Les gestes qui usent la batterie sous surveillance
La grande majorité de ses taxis sont des Tata Tigor, des citadines dont le poids de seulement 1,2 tonne limite les émissions de gaz à effet de serre liées à la fabrication de la batterie. Celle-ci, au lithium-ion, n’autorise que 180 km d’autonomie. Qu’importe. Les embouteillages ne permettent guère de conduire plus chaque jour. BluSmart privilégie les recharges lentes, hors des périodes de pointe, pour préserver les batteries. Et elle contrôle ses employés d’une main de fer. “Chaque voiture a une alarme qui retentit et nous alerte si elle va trop vite. On suit nos chauffeurs en temps réel : est-ce qu’ils freinent brusquement ? Est-ce qu’ils accélèrent brutalement ?”, détaille Punit Goyal. Autant de gestes qui usent la batterie.
Punit Goyal, entrepreneur de 39 ans qui a créé la société en 2019, affirme qu’elle sera rentable à partir de l’an prochain. L’essor de BluSmart a poussé Uber et son concurrent indien Ola à électrifier une partie de leur flotte pour ne pas rater le train de la mobilité électrique.

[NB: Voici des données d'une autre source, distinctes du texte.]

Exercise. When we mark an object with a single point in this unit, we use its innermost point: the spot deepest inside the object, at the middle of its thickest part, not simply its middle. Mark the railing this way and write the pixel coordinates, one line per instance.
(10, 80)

BluSmart et les touk-touks électriques n’émettent pas de CO2 en roulant. Sauf que les centrales à charbon produisent environ 70 % de l’électricité en Inde, et chaque recharge dépend d’un mix très polluant. “Nous travaillons à n’acheter que du courant issu des renouvelables, ajoute Punit Goyal. Soit nous passons un partenariat avec des sociétés qui produisent à partir d’un mix solaire et éolien pour avoir du courant en permanence. Soit nous trouvons un moyen de stocker l’électricité des centrales solaires pour l’utiliser la nuit.”
Et si la mobilité électrique a le mérite de freiner la pollution de l’air dans les grandes villes, elle doit se généraliser pour avoir un impact. Les véhicules électriques ne représentent que 0,8 % des 349 millions des voitures, poids lourds, deux-roues et autres trois-roues enregistrés par le ministère des transports. D’après le quotidien économique indien Mint, le pouvoir central envisage de tripler l’enveloppe allouée aux subventions entre 2019 et 2024 tout en redirigeant les fonds vers les bus électriques afin d’encourager les transports publics.
Un écosystème à mettre en place
L’autre problème concerne le recyclage des batteries. Aux abords de la station de métro Vishwavidyalaya, la plupart des conducteurs utilisent des batteries au plomb plutôt qu’au lithium alors qu’elles sont interdites dans la capitale depuis novembre 2022. Pire, les chauffeurs déplorent leur faible durée de vie : “J’ai un pack de quatre batteries au plomb que je dois changer tous les huit mois. Celles au lithium durent trois ans, mais coûtent trois fois plus cher”, explique Ajay qui cède ses batteries usées à des artisans. Problème : la plupart d’entre eux déversent le plomb et l’acide sulfurique dans l’environnement.
Pour Priti Mahesh, coordinatrice de l’ONG Toxics Link qui a publié un rapport sur le sujet en 2019, des solutions existent : “Le recyclage exige un savoir-faire technologique et de gros investissements. Les pouvoirs publics doivent encourager le secteur privé à intervenir. Des groupes comme Mahindra et Tata ont exprimé leur intérêt. Hélas, tant que les autorités ne leur assurent pas une quantité minimum de batteries dont ils pourront récupérer des métaux rares, il ne se passera pas grand-chose. C’est tout un écosystème qu’il faut mettre en place.”